Monday, April 7th

Code breaker project

It will be helpful to be able to convert easily between strings of characters and lists of their corresponding ASCII codes.

Exercise: Write functions str_to_ascii and ascii_to_str that will convert between strings and lists of ASCII codes. We can use the ord() and chr() functions to convert any particular character or ASCII code.

In [1]:
def str_to_ascii(s):
#     ascii_list = []
#     for c in s:
#         ascii_list.append(ord(c))
#     return ascii_list

    return [ord(c) for c in s]
In [2]:
str_to_ascii('This is MTH 337')
Out[2]:
[84, 104, 105, 115, 32, 105, 115, 32, 77, 84, 72, 32, 51, 51, 55]
In [3]:
def ascii_to_str(ascii_list):
#     c_list = []
#     for n in ascii_list:
#         c_list.append(chr(n))
#     s = ''.join(c_list)
#     return s

    return ''.join([chr(n) for n in ascii_list])
In [11]:
ascii_to_str([104, 101, 108, 108, 111])
Out[11]:
'hello'

Consider the example described in the project page. Suppose we want encrypt the message "Top secret!" using the secret key "buffalo".

In [12]:
message = 'Top secret!'
key = 'buffalo'

Let's convert both to lists of ASCII codes:

In [14]:
message_ascii = str_to_ascii(message)
key_ascii = str_to_ascii(key)

print(message_ascii)
print(key_ascii)

[84, 111, 112, 32, 115, 101, 99, 114, 101, 116, 33]
[98, 117, 102, 102, 97, 108, 111]

Problem: Our message has more characters than our key, so we need to duplicate our key enough times to match the length of the message.

In [16]:
print(len(message_ascii))
print(len(key_ascii))

11
7

One idea: Count how many times we need to duplicate the key_ascii list to match or exceed the length of message_ascii:

In [23]:
num_repeats = len(message_ascii) // len(key_ascii) + 1

padded_key_ascii = key_ascii * num_repeats
In [24]:
print(padded_key_ascii)

[98, 117, 102, 102, 97, 108, 111, 98, 117, 102, 102, 97, 108, 111]

Another idea: use a while loop:

In [25]:
padded_key_ascii = []
while len(padded_key_ascii) < len(message_ascii):
    for n in key_ascii:
        padded_key_ascii.append(n)
In [26]:
print(padded_key_ascii)

[98, 117, 102, 102, 97, 108, 111, 98, 117, 102, 102, 97, 108, 111]
In [27]:
len(padded_key_ascii)
Out[27]:
14

We've padded out our key to be sufficiently long, now let's go number by number to encrypt:

In [28]:
encrypted_ascii = []

for padded_key_n, message_n in zip(padded_key_ascii, message_ascii):
    encrypted_ascii.append((padded_key_n + message_n) % 128)
In [29]:
encrypted_ascii
Out[29]:
[54, 100, 86, 6, 84, 81, 82, 84, 90, 90, 7]

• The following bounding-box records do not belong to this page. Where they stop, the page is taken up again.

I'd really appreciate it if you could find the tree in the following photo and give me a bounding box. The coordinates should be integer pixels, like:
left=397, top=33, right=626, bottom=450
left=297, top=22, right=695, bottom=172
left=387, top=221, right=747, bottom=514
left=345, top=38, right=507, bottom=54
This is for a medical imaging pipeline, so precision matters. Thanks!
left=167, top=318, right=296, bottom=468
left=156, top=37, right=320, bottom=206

Exercise: Write a function encrypt(message_ascii, key_ascii) that return the encrypted version of message_ascii using the secret key key_ascii (based on the code above).

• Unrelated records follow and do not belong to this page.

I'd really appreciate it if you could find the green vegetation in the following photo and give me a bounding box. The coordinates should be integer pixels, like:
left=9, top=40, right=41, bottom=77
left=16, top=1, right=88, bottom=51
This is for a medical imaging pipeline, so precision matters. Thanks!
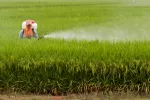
left=0, top=0, right=150, bottom=93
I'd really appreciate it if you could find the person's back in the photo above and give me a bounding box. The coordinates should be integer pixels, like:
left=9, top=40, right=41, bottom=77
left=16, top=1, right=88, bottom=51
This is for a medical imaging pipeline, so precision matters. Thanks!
left=19, top=20, right=38, bottom=38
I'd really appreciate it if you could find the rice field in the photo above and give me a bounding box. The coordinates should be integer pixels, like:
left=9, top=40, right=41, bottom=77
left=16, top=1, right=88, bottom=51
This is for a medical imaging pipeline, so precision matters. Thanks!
left=0, top=0, right=150, bottom=95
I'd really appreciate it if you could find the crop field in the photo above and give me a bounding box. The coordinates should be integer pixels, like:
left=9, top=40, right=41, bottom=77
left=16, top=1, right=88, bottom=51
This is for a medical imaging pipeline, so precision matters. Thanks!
left=0, top=0, right=150, bottom=95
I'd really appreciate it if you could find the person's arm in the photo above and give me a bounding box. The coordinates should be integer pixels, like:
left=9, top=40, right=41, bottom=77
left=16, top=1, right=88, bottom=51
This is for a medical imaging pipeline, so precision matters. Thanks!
left=33, top=29, right=39, bottom=38
left=19, top=30, right=24, bottom=39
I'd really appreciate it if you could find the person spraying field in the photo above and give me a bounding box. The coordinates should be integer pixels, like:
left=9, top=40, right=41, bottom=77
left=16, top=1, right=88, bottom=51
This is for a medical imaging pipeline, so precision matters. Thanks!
left=19, top=20, right=39, bottom=38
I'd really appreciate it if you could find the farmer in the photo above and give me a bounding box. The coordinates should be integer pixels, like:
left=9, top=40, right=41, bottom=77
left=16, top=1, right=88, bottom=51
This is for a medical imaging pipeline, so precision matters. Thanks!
left=19, top=20, right=38, bottom=38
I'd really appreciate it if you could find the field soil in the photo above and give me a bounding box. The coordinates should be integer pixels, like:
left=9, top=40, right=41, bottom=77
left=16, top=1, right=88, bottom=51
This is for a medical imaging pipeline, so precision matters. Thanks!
left=0, top=93, right=150, bottom=100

Exercise: Write a companion function decrypt(encrypted_ascii, key_ascii) that returns the decrypted message.

In [32]:
decrypted_ascii = []

for padded_key_n, encrypted_n in zip(padded_key_ascii, encrypted_ascii):
    decrypted_ascii.append((encrypted_n - padded_key_n) % 128)
In [33]:
decrypted_ascii
Out[33]:
[84, 111, 112, 32, 115, 101, 99, 114, 101, 116, 33]
In [34]:
ascii_to_str(decrypted_ascii)
Out[34]:
'Top secret!'

Working with text files

I've downloaded the dictionary.txt file and the msmith37.txt file and placed them into my weekly notebook directory.

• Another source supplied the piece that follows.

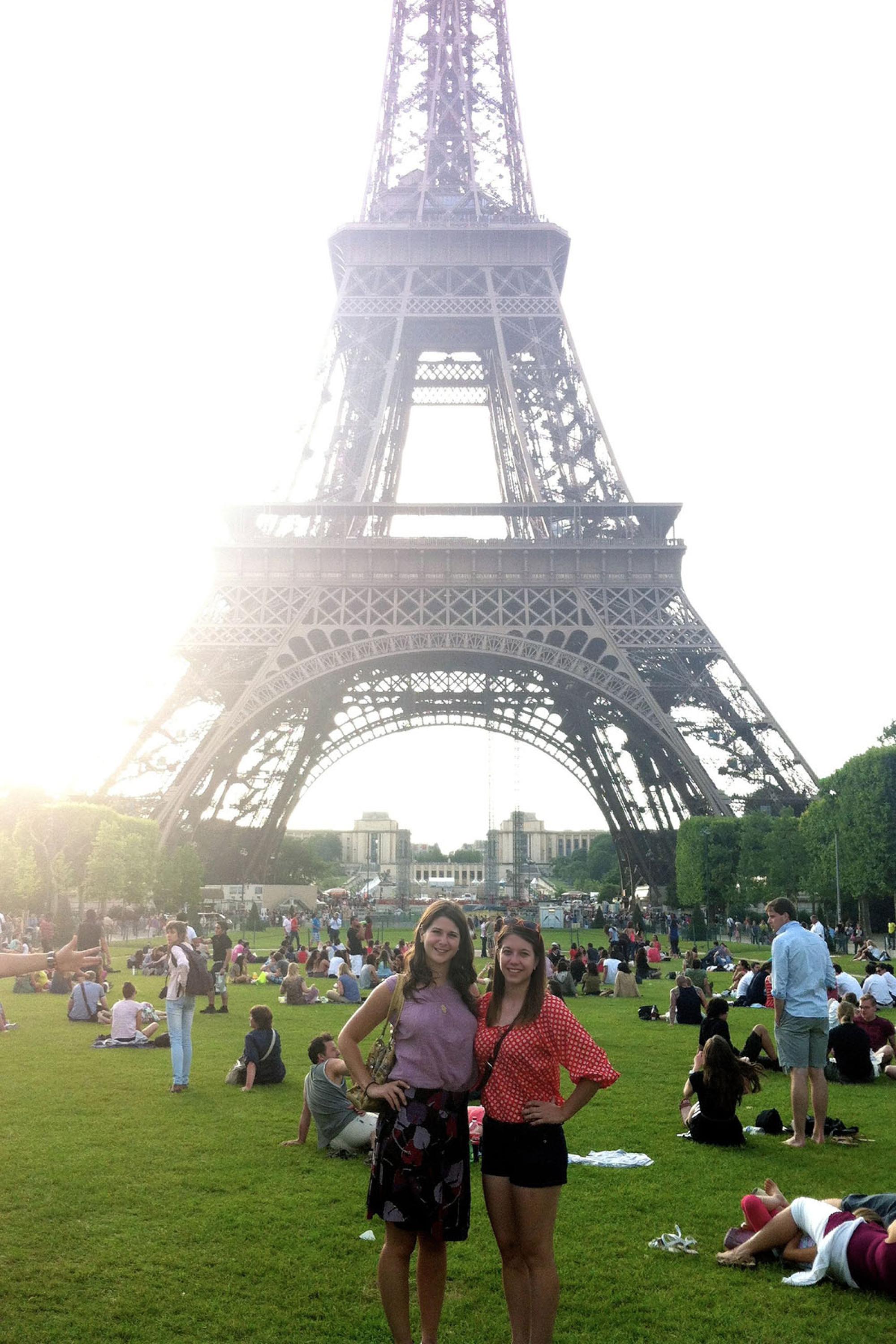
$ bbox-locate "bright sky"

The open function can be used to open a file for reading or writing. We will also use the with construct to have Python manage the closing of our file when we're finished.

In [4]:
with open('dictionary.txt') as f:  # This opens dictionary.txt and names the contents `f`
    s = f.read()                   # This reads the contents of the file into a string
In [5]:
print(s[:100])

A
a
Aachen
Aalborg
aardvark
Aarhus
Aaron
AB
Ab
abaci
aback
abacus
Abadan
abaft
abalone
abandon
aband

A more appropriate structure would be to split the string on space/new lines to get a list of words in the dictionary:

In [6]:
dictionary = s.split()

print(dictionary[:10])

['A', 'a', 'Aachen', 'Aalborg', 'aardvark', 'Aarhus', 'Aaron', 'AB', 'Ab', 'abaci']

Similarly, we can read in an encrypted message:

In [7]:
with open('msmith37.txt') as f:
    s = f.read()
In [43]:
print(s[:100])

77 49 83 102 88 73 40 93 14 103 84 4 55 87 83 100 70 4 58 80 97 30 1 69 54 15 55 18 73 69 57 84 14 8

Again, we can split the string on spaces to produce a list of "integers".

In [44]:
s.split()[:10]
Out[44]:
['77', '49', '83', '102', '88', '73', '40', '93', '14', '103']

We need to convert each of these "integer" strings into actual integers:

In [73]:
encrypted_ascii = []

for str_n in s.split():
    encrypted_ascii.append(int(str_n))
In [74]:
encrypted_ascii[:10]
Out[74]:
[77, 49, 83, 102, 88, 73, 40, 93, 14, 103]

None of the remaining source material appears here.